Security aspects are relevant for great many other things (and I don't need threads, for example, and can see why they are out), so it's understandable boilerplate answer; just not applicable for this one.
Stax API is just a set of interfaces and abstract for crying out loud. But more importantly, it has exactly the same ramifications as including SAX, DOM and JAXP interfaces -- which are included already!
But it looks like this issue has been brought to attention of google devs:
discussion on whitelisting Stax API
so here's hoping that this and similar issues can be resolved swiftly.
GAE is run in a hosted environment with untrusted (and potentially malicious) clients, who often are given access for free.
In that type of environment, security is a very high concern, and APIs which have filesystem access get very heavy scrutiny. I think thats why they've chosen to start pretty conservatively in terms of what they allow.
It wouldn't surprise me at all if more classes find their way into the whitelist as security issues are addressed (and based on demand), though.
But I wouldn't even expect to get threading tools available, eg.

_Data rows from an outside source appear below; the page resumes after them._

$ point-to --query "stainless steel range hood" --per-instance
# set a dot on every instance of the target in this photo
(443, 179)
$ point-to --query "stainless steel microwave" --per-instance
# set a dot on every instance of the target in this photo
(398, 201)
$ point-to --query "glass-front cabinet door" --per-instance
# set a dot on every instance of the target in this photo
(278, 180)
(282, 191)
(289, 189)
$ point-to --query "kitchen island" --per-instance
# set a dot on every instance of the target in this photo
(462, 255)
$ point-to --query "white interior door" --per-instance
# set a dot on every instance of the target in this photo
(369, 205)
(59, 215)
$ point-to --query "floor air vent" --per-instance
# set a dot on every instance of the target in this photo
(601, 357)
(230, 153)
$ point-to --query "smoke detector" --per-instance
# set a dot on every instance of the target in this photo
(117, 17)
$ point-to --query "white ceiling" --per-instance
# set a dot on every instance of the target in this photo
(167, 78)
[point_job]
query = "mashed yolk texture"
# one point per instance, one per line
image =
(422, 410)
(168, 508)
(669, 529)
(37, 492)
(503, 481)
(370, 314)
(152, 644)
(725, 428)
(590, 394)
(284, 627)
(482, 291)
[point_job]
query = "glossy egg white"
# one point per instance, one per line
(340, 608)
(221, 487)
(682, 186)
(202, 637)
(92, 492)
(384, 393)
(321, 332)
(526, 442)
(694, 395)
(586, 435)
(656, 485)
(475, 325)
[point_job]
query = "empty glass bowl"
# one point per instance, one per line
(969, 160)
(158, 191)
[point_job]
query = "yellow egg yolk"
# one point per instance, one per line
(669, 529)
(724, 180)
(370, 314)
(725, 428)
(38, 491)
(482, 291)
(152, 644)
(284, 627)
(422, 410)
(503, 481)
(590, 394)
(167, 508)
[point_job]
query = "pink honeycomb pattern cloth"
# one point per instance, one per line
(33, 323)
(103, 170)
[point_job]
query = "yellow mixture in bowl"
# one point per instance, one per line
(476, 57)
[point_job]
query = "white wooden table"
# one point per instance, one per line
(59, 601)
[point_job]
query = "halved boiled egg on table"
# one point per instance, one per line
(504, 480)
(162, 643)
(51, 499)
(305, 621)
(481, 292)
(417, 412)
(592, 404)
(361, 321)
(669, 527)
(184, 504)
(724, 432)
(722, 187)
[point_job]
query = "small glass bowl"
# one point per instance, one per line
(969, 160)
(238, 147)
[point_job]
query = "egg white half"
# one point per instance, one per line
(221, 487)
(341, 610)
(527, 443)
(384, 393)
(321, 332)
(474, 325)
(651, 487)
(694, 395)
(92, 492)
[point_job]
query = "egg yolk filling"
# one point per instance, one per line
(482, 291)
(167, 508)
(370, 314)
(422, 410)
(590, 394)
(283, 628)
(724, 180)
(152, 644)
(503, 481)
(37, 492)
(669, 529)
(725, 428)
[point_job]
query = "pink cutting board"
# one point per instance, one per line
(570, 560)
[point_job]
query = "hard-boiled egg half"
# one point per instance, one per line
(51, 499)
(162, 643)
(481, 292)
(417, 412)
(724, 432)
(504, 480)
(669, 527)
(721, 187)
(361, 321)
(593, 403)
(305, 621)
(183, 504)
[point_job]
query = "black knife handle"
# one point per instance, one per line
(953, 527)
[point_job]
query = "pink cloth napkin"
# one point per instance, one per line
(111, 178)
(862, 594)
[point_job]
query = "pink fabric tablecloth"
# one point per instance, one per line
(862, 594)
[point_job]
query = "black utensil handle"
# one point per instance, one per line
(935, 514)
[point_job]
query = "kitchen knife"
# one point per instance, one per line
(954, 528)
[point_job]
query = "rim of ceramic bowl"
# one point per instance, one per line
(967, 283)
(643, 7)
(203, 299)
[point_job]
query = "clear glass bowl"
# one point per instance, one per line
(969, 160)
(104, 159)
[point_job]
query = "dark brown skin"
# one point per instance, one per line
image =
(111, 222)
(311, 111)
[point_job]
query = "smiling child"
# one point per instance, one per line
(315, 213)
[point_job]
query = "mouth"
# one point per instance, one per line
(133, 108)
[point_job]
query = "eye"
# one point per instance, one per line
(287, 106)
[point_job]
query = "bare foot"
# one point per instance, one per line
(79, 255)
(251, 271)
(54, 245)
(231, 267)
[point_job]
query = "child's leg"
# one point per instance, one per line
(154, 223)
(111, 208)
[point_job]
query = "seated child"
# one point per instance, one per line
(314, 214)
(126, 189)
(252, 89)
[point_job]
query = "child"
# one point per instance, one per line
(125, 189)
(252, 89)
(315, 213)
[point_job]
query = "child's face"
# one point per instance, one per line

It's extremely doubtful that these things were dropped arbitrarily. GAE runs in an extremely security-sensitive environment, and the chances are good that an internal audit of the class libraries found some risks that Google was not willing to take.
As for your high-performance streaming XML parsers, you could try to find an appropriate library (jar file). Unless it relies on threads or file access (or black-listed API), it should work just as well as the one in the JDK.
There are a lot of (rather complex) libraries that work on GAE.